Caterpillar Inc. (NYSE:CAT) saw its stock fall 2.3% on Tuesday after the company reported second-quarter 2025 earnings that came in below analyst expectations, as increased manufacturing costs tied to tariffs weighed on profitability. This came despite stronger-than-expected revenue figures.
The company posted adjusted earnings of $4.72 per share for the quarter, missing the analyst consensus of $4.90. Revenue reached $16.6 billion, slightly ahead of the projected $16.27 billion, but down 1% from the $16.7 billion recorded in the same period last year.
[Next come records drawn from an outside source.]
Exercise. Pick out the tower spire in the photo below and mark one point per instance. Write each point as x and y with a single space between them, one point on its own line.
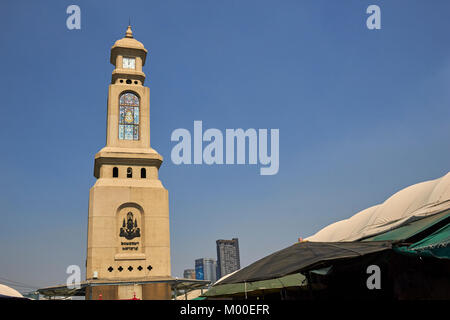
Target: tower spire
129 33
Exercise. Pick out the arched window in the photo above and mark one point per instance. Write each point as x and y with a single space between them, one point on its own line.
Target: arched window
129 116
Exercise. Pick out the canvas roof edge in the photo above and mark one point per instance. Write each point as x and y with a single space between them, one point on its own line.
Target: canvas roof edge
415 230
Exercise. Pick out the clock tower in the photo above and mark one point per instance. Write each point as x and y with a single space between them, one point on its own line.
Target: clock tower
128 228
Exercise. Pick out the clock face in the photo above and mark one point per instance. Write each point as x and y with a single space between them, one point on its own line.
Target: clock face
129 63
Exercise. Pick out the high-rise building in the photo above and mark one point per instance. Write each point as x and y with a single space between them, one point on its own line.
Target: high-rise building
205 269
189 274
228 259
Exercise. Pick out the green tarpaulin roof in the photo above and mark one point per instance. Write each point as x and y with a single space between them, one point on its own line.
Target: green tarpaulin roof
436 245
293 280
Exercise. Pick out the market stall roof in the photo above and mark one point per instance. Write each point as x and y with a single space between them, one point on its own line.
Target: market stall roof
292 280
419 228
304 256
176 284
410 204
436 245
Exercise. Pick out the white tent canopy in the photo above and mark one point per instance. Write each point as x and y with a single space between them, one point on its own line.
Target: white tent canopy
412 203
9 292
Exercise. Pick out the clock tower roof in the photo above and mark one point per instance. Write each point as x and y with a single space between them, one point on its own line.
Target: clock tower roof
128 43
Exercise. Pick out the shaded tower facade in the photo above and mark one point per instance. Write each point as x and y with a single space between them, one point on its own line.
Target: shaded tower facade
128 226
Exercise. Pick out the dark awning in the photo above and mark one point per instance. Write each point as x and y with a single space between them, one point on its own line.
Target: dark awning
304 256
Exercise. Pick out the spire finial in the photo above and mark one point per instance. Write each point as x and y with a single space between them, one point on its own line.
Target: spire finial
129 33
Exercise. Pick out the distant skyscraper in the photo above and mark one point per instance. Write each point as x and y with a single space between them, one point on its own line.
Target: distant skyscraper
205 269
189 274
228 259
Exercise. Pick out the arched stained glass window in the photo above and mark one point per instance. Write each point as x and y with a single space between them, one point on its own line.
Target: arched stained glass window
129 116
“The Caterpillar team remained focused on customer success and demonstrated solid operational performance this quarter,” said CEO Joe Creed. “We continued to see strong orders across our segments as demand remains resilient supported by infrastructure spending and growing energy needs.”
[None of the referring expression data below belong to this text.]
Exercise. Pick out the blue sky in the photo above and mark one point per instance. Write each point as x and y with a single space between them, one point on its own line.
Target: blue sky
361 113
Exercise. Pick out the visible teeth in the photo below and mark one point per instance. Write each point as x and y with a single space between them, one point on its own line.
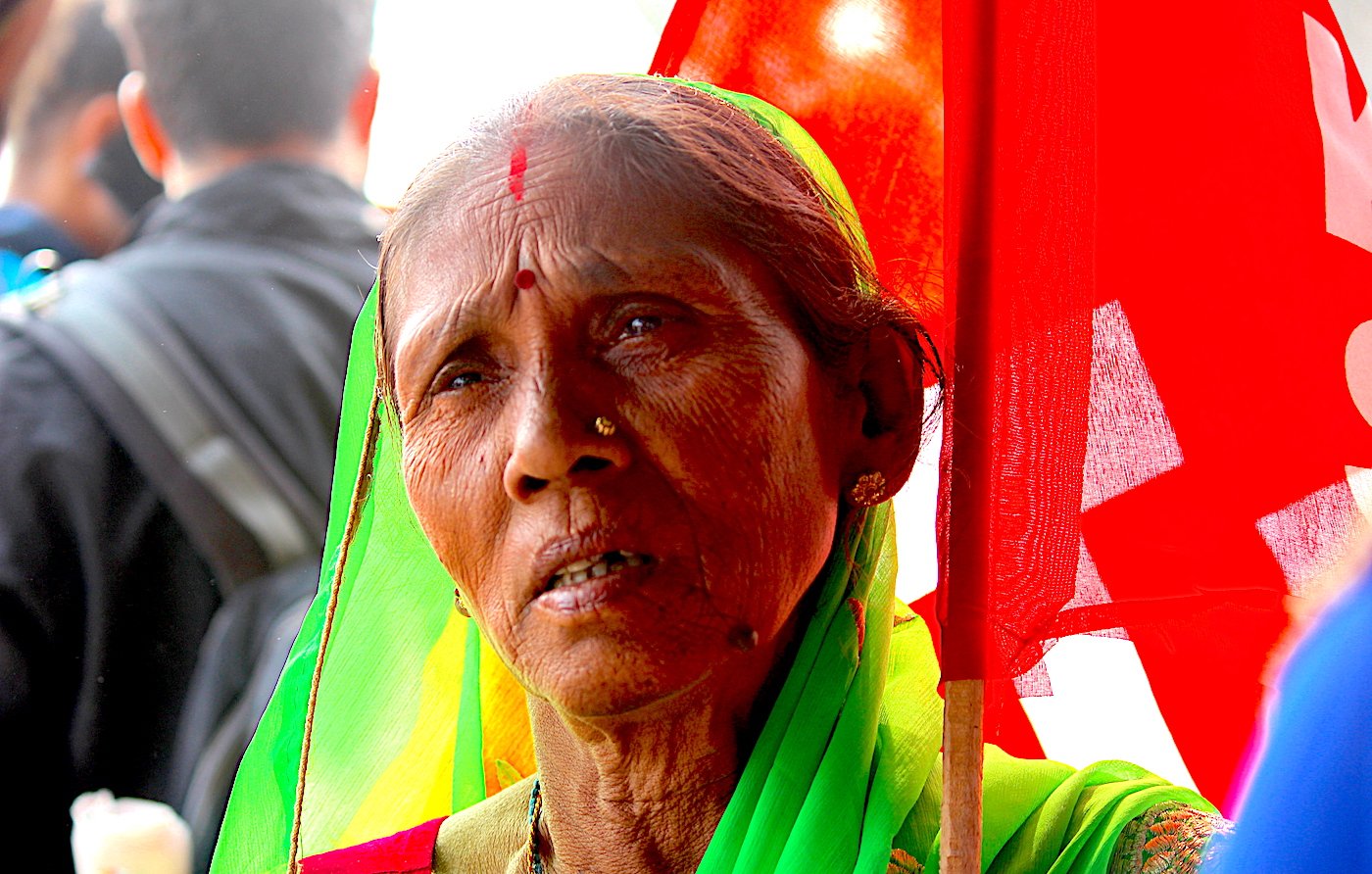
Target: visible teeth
590 568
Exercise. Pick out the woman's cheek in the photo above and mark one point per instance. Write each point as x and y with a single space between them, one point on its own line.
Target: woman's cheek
439 480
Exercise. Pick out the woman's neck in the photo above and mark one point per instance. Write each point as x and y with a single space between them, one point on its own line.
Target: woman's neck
645 792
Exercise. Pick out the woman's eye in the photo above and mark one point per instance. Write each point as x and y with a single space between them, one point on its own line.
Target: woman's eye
462 379
640 325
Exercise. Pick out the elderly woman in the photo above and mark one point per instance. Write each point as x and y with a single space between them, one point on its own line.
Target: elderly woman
648 400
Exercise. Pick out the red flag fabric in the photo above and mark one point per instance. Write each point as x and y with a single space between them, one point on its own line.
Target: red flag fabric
1158 263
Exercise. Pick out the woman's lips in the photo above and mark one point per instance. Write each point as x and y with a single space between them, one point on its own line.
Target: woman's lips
604 564
589 583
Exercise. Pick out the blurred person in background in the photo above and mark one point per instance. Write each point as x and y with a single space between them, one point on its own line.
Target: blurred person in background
155 405
75 182
21 21
1303 809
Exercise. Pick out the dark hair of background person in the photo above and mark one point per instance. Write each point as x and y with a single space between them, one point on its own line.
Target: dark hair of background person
294 66
20 23
75 59
664 134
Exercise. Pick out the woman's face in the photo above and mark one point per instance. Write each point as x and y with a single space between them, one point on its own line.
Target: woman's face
610 571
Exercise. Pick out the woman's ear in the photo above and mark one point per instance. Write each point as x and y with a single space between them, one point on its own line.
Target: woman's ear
146 133
891 384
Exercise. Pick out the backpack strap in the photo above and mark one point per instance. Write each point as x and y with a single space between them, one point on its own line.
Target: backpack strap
239 503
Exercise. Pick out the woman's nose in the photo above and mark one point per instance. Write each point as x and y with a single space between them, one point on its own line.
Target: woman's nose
558 449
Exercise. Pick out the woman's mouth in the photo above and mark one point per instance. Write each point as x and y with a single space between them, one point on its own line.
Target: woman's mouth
585 569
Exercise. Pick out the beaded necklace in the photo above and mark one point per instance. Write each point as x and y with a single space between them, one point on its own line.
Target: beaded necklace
535 811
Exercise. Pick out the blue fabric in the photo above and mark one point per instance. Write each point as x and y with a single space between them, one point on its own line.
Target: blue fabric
24 229
1306 807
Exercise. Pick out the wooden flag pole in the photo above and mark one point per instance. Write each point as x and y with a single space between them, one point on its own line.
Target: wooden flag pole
962 754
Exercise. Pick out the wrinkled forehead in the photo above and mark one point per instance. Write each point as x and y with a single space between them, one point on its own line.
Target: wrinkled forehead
505 209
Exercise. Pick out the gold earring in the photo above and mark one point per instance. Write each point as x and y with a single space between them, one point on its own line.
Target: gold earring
868 490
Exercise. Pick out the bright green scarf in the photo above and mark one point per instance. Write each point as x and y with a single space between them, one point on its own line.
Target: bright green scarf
846 767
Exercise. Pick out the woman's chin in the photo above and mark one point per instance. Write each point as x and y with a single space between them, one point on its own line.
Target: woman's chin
603 679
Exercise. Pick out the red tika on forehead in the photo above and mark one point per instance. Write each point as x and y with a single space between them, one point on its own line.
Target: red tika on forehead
518 164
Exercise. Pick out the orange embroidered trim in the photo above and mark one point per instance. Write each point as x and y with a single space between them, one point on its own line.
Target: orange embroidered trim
1168 839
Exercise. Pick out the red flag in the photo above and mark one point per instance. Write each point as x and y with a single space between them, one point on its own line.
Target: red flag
1175 206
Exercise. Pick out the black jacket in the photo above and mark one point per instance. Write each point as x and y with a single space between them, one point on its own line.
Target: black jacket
103 600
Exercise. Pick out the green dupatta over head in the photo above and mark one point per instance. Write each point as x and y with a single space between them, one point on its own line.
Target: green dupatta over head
391 711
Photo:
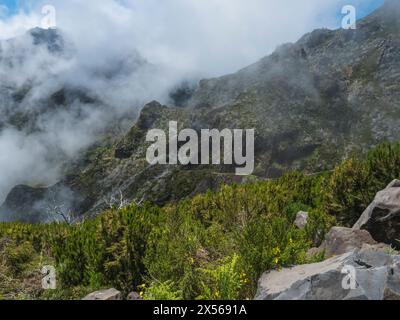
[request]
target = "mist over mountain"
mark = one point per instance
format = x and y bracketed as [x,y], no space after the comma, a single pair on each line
[66,124]
[53,106]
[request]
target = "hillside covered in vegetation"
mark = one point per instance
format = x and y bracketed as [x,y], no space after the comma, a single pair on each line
[212,246]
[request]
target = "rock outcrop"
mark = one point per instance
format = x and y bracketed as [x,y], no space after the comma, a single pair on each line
[109,294]
[341,240]
[363,274]
[382,218]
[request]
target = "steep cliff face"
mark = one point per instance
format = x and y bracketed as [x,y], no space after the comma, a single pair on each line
[311,103]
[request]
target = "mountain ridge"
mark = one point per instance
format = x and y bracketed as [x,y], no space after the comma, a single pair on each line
[312,103]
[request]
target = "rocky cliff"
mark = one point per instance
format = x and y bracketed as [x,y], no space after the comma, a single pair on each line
[312,103]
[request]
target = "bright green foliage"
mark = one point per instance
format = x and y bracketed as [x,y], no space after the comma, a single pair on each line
[161,291]
[223,282]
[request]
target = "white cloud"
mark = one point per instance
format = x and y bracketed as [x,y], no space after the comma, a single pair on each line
[179,37]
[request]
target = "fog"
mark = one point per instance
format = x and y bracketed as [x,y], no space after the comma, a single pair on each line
[123,54]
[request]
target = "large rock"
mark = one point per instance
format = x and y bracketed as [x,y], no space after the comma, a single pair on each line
[109,294]
[341,240]
[376,277]
[382,217]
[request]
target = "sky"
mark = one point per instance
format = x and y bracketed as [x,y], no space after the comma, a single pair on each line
[195,35]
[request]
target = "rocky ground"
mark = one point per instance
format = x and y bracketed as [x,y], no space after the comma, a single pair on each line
[312,103]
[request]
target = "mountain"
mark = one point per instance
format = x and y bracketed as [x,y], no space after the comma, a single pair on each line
[312,103]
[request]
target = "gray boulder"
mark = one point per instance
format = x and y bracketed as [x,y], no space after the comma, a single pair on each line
[109,294]
[341,240]
[382,218]
[301,219]
[363,274]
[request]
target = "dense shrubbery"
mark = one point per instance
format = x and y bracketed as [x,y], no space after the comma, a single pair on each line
[214,246]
Caterpillar’s operating profit margin declined to 17.3% from 20.9% a year ago, while its adjusted operating profit margin dropped to 17.6% from 22.4%. The company pointed to unfavorable manufacturing costs, driven in large part by increased tariffs, as the primary factor behind the margin contraction.
In terms of performance by business unit, Construction Industries saw revenue decline 7% year-over-year to $6.19 billion, with segment profit plunging 29% to $1.24 billion. Resource Industries also posted a 4% sales decline to $3.09 billion and a 25% drop in segment profit. In contrast, Energy & Transportation stood out with a 7% increase in revenue to $7.84 billion and a 4% gain in segment profit, totaling $1.59 billion.
During the quarter, Caterpillar generated $3.1 billion in enterprise operating cash flow. The company returned $1.5 billion to shareholders, including $800 million in share repurchases and $700 million in dividend payments. It ended the quarter with $5.4 billion in enterprise cash on hand.